The laundering methodology behind the use of arbitration, as with litigation, is that criminally sourced funds are placed in what appears to be a legitimate business. A dispute is then created with another front business or individual to justify the payment of funds between the parties.
To add further legitimacy the criminals will seek to pass the funds through the lawyers’ client account on both sides of the dispute.
While the dispute could be about a debt relating to supplies, the reality is that any dispute could be created relating to a contract where the result sought is damages or the transfer of money or assets, such as shares.

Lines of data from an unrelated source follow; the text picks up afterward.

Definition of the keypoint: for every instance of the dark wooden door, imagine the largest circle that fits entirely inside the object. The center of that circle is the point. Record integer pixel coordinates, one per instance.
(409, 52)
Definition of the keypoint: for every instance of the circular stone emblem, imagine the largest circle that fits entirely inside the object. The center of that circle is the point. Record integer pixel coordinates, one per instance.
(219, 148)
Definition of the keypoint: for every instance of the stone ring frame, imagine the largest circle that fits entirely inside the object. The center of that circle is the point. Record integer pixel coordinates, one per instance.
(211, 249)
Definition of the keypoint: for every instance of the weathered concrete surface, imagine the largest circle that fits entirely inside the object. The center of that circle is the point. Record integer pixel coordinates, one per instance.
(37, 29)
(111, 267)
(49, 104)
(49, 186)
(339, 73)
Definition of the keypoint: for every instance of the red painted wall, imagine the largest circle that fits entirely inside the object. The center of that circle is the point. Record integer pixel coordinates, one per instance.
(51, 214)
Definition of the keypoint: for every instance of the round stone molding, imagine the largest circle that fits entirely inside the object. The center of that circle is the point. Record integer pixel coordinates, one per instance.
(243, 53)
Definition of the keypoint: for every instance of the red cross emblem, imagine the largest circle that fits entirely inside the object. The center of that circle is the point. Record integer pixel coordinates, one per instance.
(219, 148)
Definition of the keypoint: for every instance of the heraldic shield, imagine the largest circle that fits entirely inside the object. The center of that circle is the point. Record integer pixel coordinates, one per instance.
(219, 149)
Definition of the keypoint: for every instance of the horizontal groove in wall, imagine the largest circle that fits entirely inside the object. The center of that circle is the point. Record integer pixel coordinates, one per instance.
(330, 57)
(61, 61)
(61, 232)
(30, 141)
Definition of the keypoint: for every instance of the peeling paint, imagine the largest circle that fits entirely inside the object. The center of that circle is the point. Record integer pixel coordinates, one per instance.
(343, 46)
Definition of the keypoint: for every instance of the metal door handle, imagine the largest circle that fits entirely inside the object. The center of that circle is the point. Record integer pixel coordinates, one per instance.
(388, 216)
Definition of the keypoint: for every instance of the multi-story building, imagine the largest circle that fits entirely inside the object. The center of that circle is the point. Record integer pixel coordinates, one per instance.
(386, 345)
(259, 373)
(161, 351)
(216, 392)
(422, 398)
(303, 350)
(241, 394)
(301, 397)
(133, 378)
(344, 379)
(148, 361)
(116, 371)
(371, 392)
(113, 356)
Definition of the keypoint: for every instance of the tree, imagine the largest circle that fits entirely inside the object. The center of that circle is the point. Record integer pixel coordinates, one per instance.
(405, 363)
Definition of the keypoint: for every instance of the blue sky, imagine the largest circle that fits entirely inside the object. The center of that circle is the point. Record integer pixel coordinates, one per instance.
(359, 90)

Arbitration may be more attractive than litigation for criminals as the documents are not put on the public record and all hearings are in private.
Warning signs
As with litigation, it can be difficult to spot the difference between legitimate arbitration on the one hand, and sham arbitration being conducted for the purpose of money laundering on the other. Some warning signs to be alert to are:
the dispute is very one sided. If the issues being raised in the dispute are covered by clear terms in the contract and settled law, and seem to lead to the very obvious conclusion that one side should win; ask yourself why the parties are incurring legal fees to deal with the matter.
lack of documentation. If there is a lack of contemporaneous documentation which will evidence the background to the dispute, or the client is unwilling to provide you with such information, then there is an increased risk that the dispute is fabricated.
lack of activity on the part of the business.
While some criminals will go to the effort of setting up and running a real business as a front for criminal activity; businesses which are actually operating often need to register for tax, file accounts, and could be subject to inspection by trading standards or other regulators. As such, shelf companies or other dormant front business can be preferred laundering vehicles for criminals. Consider whether the businesses on either side of the dispute have the type of web presence, directory or registry listings and accounts that you would expect to see for the type of business they purport to be.
But arbitration is not money laundering
Arbitration, like litigation, is not covered by the Money Laundering Regulations 2007. As such the collection of client due diligence information is not required by law. However, that does not preclude firms making enquiries about the identity of the business and its owners for the purposes of really understanding their client’s needs and circumstances, as well as preventing money laundering or other types of crime.
Following the decision of Bowman v Fels [2005] EWCA Civ 226, genuine litigation and genuine arbitration will not amount to an arrangement for the purposes of s328 of the Proceeds of Crime Act. However, sham arbitration will still be money laundering.
If a lawyer, or even the arbitrator, suspect that they are concerned in sham arbitration which involves the proceeds of crime, they will need to consider the principal money laundering offences. They will either need consent to be able to proceed and obtain a defense to money laundering. Or, having considered their relevant ethical obligations, they will need to cease acting.
If the firm’s MLRO suspects that the firm is concerned in sham arbitration which involves the proceeds of crime, they will need to consider the failure to report offence under s332 of the Proceeds of Crime Act.
Before making a report under either set of provisions, you will need to consider whether the information which led to the suspicion of money laundering is privileged. In the case of sham arbitration, the crime/fraud exemption may act to remove the privilege; although you will need strong prima facie evidence that you are being involved in a crime, rather than a mere suspicion.
The international angle
Arbitration may take place anywhere around the world. If, however, there is an aspect of your involvement in the arbitration which takes place in the UK, then it is likely that the principal offences and the reporting obligations under the Proceeds of Crime Act will still apply.
Further, while some countries may not have specific reporting obligations for lawyers, most have the principal money laundering offences, which a lawyer will be subject to if they proceed with sham arbitration abroad involving criminal property.